Remembering Play Scholar and Advocate Joe L. Frost

Joe L. Frost, Play and Playscapes, 1992.
Joe L. Frost, Play and Playscapes, 1992.

Joe L. Frost, the renowned scholar and educator who advocated for the importance of free outdoor play, playgrounds, and recess, died on February 17, 2020. Frost was a charter member of the editorial advisory board of the American Journal of Play. In his more than 50 years of research, including writing 20 books and multitudes of articles and reports, teaching, consulting, and service, he became one of play’s greatest champions.

Born in Parks, Arkansas, on March 25, 1933, Frost grew up on a small farm where he played in the woods, fields, and streams as well as in the nearby schoolyard, streets, vacant lots, and junkyards. He graduated from Arkansas Polytechnic University with a bachelor’s degree in elementary education in 1960 and began teaching third graders. Soon after, he and his family moved to Fayetteville, Arkansas, where he taught elementary school at the University Laboratory School while taking graduate courses. He earned a doctorate in education from the University of Arkansas in 1965 and taught for two years in the department of child development at Iowa State University. At ISU he also trained new Head Start teachers tasked with supporting President Lyndon Johnson’s early education program to aid low-income children. Frost also coauthored with Glenn Hawkes the 1966 study of the education and development of low-income students, The Disadvantaged Child. Later that year, Frost joined the department of curriculum and instruction at the University of Texas in Austin, where he taught for 34 years before retiring as Parker Centennial Professor Emeritus in 2000.

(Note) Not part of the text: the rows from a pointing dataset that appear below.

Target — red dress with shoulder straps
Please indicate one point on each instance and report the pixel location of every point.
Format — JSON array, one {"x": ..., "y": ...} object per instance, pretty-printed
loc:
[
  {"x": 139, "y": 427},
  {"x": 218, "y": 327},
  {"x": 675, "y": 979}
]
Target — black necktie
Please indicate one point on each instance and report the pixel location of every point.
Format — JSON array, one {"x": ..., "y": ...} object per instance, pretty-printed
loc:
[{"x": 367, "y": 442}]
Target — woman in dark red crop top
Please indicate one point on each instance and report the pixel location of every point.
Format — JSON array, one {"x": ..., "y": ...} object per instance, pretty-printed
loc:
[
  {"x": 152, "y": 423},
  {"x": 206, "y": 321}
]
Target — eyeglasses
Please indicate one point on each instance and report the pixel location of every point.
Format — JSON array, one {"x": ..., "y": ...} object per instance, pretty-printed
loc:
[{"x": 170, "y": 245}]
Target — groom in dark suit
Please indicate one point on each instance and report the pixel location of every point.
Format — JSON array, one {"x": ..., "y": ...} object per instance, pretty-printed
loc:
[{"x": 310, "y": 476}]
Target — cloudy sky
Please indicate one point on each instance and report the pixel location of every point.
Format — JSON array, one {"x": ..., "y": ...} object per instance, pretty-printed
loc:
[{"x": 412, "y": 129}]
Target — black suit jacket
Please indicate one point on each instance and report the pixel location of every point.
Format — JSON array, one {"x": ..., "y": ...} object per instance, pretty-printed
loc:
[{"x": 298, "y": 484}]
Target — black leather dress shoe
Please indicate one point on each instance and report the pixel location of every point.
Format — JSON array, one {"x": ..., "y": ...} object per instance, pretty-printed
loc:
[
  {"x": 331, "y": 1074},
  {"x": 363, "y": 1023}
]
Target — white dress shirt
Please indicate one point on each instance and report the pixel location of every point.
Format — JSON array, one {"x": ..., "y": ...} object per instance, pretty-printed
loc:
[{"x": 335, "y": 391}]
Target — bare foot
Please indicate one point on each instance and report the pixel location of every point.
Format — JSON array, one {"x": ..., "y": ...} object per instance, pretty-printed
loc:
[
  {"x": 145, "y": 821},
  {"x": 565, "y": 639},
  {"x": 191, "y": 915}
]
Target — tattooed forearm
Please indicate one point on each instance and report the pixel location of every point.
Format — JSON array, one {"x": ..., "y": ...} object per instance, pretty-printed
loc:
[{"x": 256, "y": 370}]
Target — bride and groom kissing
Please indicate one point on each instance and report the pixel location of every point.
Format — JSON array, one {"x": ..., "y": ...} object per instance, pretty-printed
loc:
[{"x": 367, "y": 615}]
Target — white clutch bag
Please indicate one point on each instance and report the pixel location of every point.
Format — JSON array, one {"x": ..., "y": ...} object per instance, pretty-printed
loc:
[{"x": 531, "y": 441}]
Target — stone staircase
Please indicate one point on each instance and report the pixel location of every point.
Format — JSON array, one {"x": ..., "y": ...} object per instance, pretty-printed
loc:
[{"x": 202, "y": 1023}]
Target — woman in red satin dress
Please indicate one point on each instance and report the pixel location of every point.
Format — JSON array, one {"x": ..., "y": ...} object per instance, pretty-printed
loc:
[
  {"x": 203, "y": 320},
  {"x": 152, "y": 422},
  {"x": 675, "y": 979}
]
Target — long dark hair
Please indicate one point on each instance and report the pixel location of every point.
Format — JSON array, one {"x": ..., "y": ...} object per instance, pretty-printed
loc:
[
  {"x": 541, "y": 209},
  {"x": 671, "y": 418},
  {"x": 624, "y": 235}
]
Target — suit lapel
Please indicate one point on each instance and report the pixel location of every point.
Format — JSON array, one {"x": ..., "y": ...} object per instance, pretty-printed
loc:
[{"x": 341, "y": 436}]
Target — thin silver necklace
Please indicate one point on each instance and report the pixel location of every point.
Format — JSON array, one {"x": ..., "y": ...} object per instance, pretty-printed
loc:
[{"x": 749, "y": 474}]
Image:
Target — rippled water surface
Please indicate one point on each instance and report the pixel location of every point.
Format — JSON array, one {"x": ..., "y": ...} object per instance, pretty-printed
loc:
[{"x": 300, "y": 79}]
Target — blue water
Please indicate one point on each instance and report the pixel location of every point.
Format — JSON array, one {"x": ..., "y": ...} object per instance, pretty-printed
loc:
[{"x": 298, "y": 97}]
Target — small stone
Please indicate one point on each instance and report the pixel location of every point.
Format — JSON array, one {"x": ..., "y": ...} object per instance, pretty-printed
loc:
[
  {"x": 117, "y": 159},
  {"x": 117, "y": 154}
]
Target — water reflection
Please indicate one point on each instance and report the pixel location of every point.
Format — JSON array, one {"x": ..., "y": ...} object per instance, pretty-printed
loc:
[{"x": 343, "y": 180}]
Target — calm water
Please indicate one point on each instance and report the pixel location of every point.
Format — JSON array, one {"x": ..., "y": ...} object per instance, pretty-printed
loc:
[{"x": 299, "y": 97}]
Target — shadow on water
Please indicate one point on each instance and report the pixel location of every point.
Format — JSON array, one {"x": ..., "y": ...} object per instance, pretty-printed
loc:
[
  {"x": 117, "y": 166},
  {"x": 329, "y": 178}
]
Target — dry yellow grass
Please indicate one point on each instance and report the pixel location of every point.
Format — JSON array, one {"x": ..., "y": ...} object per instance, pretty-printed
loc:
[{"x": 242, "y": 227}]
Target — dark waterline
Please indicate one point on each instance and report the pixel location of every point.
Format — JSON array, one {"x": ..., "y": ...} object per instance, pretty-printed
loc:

Joe L. Frost, Pei-San Brown, John A. Sutterby, and Candra D. Thornton, The Developmental Benefits of Playgrounds, 2004.
Joe L. Frost, Pei-San Brown, John A. Sutterby, and Candra D. Thornton, The Developmental Benefits of Playgrounds, 2004.

While at the University of Texas, Frost helped build the early childhood education program and began to focus his research on play and play environments. In 1973, he led the launch of the University of Texas Play and Play Environments Research Project, which started with building playgrounds and conducting research studies at Redeemer Lutheran School in Austin. Decades of research at this and other sites demonstrated the necessity of children’s free, spontaneous, and natural play in physically challenging spaces. This research fed several of his scholarly books, including Children’s Play and Playgrounds (coauthored with Barry Klein, 1979), Play and Playscapes (1992), The Developmental Benefits of Play (coauthored with Pei-San Brown, John A. Sutterby, and Candra D. Thornton, 2004), and A History of Children’s Play and Play Environments: Toward a Contemporary Child-Saving Movement (2010), which explored the history, design, and developmental benefits of children’s playgrounds.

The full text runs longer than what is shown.